Original Titel. L 'ÉTRANGE COULEUR DES LARMES DE TON CORPS
Laufzeit in Minuten. 102

Regie. HÉLÈNE CATTET . BRUNO FORZANI
Drehbuch. HÉLÈNE CATTET . BRUNO FORZANI
Musik. nicht bekannt
Kamera. MANU DACOSSE
Schnitt. BERNARD BEETS
Darsteller. KLAUS TANGE . JEAN-MICHEL VOVK . SYLVIA CAMARDA . SAM LOUWYCK u.a.

Review Datum. 2014-07-14
Kinostart Deutschland. nicht bekannt

Der Brüsseler Telekommunikationsfachmann Dan Kristensen kehrt von einer Dienstreise zurück, seine Frau ist verschwunden. Er fragt eine Nachbarin, der wohl was ähnliches mit ihrem Mann passiert ist. Am nächsten Morgen klopft ein Mann an die Tür, der behauptet ein Detektiv zu sein, den Kristensen am Abend zuvor verständigt haben soll. Auch er gibt eine persönliche Anekdote zum Besten, was Kristensen zur genervten Frage verleitet, was zum Teufel das denn mit seinem Fall zu tun habe.

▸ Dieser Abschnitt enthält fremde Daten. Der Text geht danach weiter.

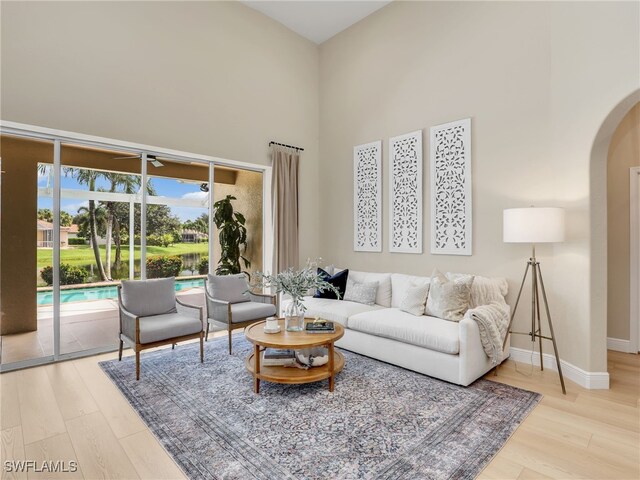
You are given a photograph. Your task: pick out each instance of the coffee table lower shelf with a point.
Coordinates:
(293, 375)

2009 brachte das belgische Paar Hélène Cattet und Bruno Forzani ihr Langfilmdebüt AMER heraus, eine surreale Paraphrase des Giallos, die weitgehend ohne Dialoge auskommt. Zwischen ihrem Beitrag für THE ABCS OF DEATH, der eher an ein Musikvideo erinnert und einer Auftragsarbeit für arte, in der sie Ausschnitte aus Filmen von Dario Argento zu einem kurzen Clip montierten ist THE STRANGE COLOR OF YOUR BODY'S TEARS um einiges gesprächiger und handlungsreicher. Auch wählt das Paar einen ungewohnt modernen Beruf für den Protagonisten und mit Brüssel ein nicht gerade typisches Setting für einen "Giallo". Dennoch bleibt ihre Handschrift unverkennbar, trotz diesmal schon deutlich wahrnehmbarem Hang zur (immer respektvollen, ehrerbietenden) Parodie. Besonders originell wird in einer Verhörszene ein Bildteiler eingesetzt. Auch die Kaleidoskop-Spielchen vermögen weitgehend zu gefallen. Lediglich eine oft wiederholte Einstellung, in der ein Messer über eine weibliche Brustwarze, vermutlich der vermissten Gattin, streicht, beginnt mit der Zeit zu langweilen. Obwohl der Film generell von wiederkehrenden Motiven geprägt ist, ein weißer Raum mit Jugenderinnerungen, eine 7, die zum L wird, Dolchwunden, die an Vaginas erinnern, so werden doch immer neue Variationen zu einem Thema gezeigt, was beim Nippelschaber nicht zu bemerken ist.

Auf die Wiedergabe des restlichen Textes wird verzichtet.